The River Institute and Environment Program at the Mohawk Council of Akwesasne (MCA) conduct annual near-shore seine net surveys to judge the health of the year’s fish hatch. This year they documented 22,000 fish from 41 species in 78 surveys. There have been worse years for muskie — there were none found in 2015 at 53 sites and one in 2016 at 81 sites, but there was a slight increase leading up to six last year.
“Those stats really convey how rare it is to find these young of the year in the river, especially this year,” said Matthew Windle, a research scientist with the River Institute.
Trend noticed across border, too
There are healthy pockets of muskellunge in the river, but it isn’t what it used to be. Windle said the same trend is being noticed on the US side and in other Canadian surveys. Historically, the St. Lawrence River had a healthy muskie population, and it is often named as potential water for producing the next record fish. When viral hemorrhagic septicemia (VHS), a deadly infectious fish disease, hit in the mid-2000s, it killed a lot of the adult muskie in the river. “That hit the population hard and there’s been a slow recovery,” Windle said.

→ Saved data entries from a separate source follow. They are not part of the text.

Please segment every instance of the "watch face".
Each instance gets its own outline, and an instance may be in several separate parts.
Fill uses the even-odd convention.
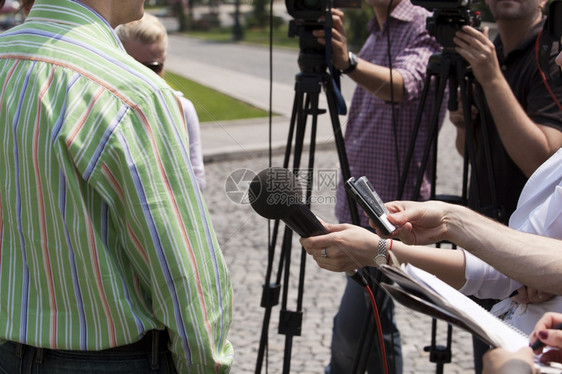
[[[382,254],[377,255],[377,257],[375,257],[375,264],[377,264],[377,266],[388,264],[388,261],[386,260],[386,256]]]

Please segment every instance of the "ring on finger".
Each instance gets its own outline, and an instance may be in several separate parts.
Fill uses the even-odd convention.
[[[326,248],[322,248],[322,250],[320,251],[320,256],[322,256],[322,258],[328,258],[328,254],[326,253]]]

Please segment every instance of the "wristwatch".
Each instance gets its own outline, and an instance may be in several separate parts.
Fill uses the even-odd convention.
[[[388,264],[388,252],[386,250],[386,239],[379,239],[379,253],[375,257],[377,266]]]
[[[347,52],[347,55],[349,56],[349,66],[341,71],[343,74],[349,74],[357,67],[357,56],[355,56],[355,53]]]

This challenge was especially hard for muskie. They don’t spawn until five to seven years of age and instead of guarding their eggs, they broadcast them in shallow weed-filled bays. This makes the eggs susceptible to predation from round goby. Invasive species filling the bays and warming water also work against the muskie. This spring, Windle said the water levels were too low, impairing the ability of spawning fish to access habitat. In 2017 and 2019, too much current and flooding worked against spawning muskie by washing eggs away.